Patrick J. Ducharme
Presented on behalf of the L.S.U.C.’s C.L.E. Program Series
The Six Minute Criminal Lawyer on April 2, 2011, Toronto, Ontario.
Getting Tough on Crime: The Amendments to the Criminal Code of Canada
Pre-Sentence Custody The Truth in Sentencing Act has amended the Criminal Code to limit the credit a judge may give to an offender upon sentencing for any time spent in pre-sentence custody. Section 719 of the Criminal Code provides that in determining a sentence to be imposed a Court may take into
account time spent in pre-sentence custody but the Court shall limit the credit for that time to a maximum of one day for each day spent in custody. However, if and only if, the circumstances justify it, a judge may allow for a maximum of one and one-half days for each day spent in pre-sentence custody. A court is required to give reasons for this credit. This is never the case where the offender was detained because of a criminal record or breach of bail conditions.

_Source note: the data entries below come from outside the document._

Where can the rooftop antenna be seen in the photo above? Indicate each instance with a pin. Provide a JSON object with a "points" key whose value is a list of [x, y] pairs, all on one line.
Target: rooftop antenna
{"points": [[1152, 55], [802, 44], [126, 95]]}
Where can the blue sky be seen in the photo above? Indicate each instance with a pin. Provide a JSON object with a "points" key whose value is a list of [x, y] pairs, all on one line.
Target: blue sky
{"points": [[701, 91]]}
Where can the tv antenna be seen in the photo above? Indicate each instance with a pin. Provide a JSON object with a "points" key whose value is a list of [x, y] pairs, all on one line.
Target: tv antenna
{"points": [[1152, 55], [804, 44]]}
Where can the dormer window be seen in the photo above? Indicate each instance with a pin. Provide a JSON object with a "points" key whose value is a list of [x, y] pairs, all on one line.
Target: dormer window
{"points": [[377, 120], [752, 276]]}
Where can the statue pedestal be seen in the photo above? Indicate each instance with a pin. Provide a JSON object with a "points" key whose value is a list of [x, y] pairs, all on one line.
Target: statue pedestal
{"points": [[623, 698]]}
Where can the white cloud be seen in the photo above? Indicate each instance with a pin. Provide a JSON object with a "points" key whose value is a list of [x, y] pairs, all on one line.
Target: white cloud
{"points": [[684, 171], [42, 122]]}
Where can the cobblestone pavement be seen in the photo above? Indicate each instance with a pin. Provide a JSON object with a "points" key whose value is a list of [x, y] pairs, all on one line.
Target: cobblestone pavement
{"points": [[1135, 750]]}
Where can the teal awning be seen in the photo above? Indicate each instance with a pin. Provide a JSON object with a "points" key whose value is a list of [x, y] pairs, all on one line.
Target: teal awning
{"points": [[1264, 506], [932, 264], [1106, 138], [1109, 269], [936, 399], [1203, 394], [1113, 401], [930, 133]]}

In R. v. Johnson, the Honourable Melvyn Green of the Ontario Court of Justice recently held that subsections 719 (3) and (3.1) of the Criminal Code, as amended by the Truth in Sentencing Act, are not unconstitutional and do not offend the Charter. However, he was satisfied that subsection 719 (3.1), which stipulates that, “if circumstances justify,” the ratio of 1:1 can be evaluated instead as 1.5:1, empowers the sentencing judge to grant enhanced custody credit where warranted, and where reasons are enunciated.